Fast forward two years after the iPhone’s release. Now most phones are composed of a beautiful rectangle of glass, controlled by touch. With their large, colorful screens, they provide an excellent web browsing experience and they are doubling their share of global website visits each year. They offer cheap or free programming environments that are a joy to use, generating a burgeoning ecosystem of hundreds of thousands of innovative applications. Phones are now the fastest growing category of gaming devices. A vast crowd of new smart phone owners were created - even my computer-challenged father owns one. In 5 short years the smart phone has revolutionized the web, business, and gaming, and its influence on society is still growing at an exponential rate.

The pivotal point for the cell phone market can be traced to Jobs announcement of the iPhone at WWDC. The effects of that talk spread outward like ripples on a pond until the whole industry was changed forever by Jobs' creative vision. His presentation is rightly considered one of the best technology demos of all time. It is the moment when Jobs' new ideas about what a phone could be were introduced to the world.



For the last week, I’ve been raving about a presentation given by Bret Victor at the CUSEC conference. Aside from Jobs’ presentation of the iPhone and The Mother of All Demos, it is the best technical presentation I have ever seen, and certainly the best to come from a single individual’s creative efforts.

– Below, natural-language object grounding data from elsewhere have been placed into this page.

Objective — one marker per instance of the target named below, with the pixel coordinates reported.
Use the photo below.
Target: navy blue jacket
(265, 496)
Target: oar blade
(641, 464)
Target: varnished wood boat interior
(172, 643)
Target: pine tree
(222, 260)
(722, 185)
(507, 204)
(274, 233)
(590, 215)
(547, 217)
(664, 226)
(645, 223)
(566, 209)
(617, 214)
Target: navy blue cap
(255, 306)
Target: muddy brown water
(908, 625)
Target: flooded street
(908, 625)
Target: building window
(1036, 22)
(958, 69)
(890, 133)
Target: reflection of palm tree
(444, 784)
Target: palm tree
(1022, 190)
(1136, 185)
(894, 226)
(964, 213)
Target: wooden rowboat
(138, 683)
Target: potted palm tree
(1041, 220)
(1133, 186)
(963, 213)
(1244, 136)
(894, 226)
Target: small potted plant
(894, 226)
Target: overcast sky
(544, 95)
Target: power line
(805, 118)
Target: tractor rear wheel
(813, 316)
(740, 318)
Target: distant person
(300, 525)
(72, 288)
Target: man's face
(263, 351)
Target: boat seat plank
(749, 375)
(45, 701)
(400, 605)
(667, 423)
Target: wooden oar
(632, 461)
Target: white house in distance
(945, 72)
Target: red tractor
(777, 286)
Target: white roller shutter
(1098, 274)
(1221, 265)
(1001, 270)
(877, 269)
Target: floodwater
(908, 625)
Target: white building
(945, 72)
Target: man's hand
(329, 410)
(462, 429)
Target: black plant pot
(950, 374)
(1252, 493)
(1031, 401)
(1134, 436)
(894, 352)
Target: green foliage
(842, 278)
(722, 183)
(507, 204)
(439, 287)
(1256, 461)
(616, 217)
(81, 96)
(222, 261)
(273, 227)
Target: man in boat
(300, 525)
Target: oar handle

Bret Victor - Inventing on Principle from CUSEC on Vimeo.


Bret's talk is divided in two remarkable halves. The first part is a mind-blowing technical presentation that presents new kinds of user interfaces never before seen. After watching his talk, I can conceive of possibilities for software that were previously outside my comprehension, like I grew a new sense.

The second part is Bret’s creative manifesto. He lays out an explicit philosophy that guides his work, enabling him to push beyond the boundaries of current software. Few innovators have such self-awareness and none so clearly lay out their methodology for others to follow.

Bret’s passion and idealism recall images of Steve Jobs in his prime. Like Jobs, he has the air of a technological prophet, preaching his gospel. Like any good prophet, Bret hooks us with the miracles before proceeding to the sermon. He promises that if we follow his teachings, then we too will be capable of miracles. It's an enticing offer.

Watch it. It’s one of the best hours of video I’ve ever seen.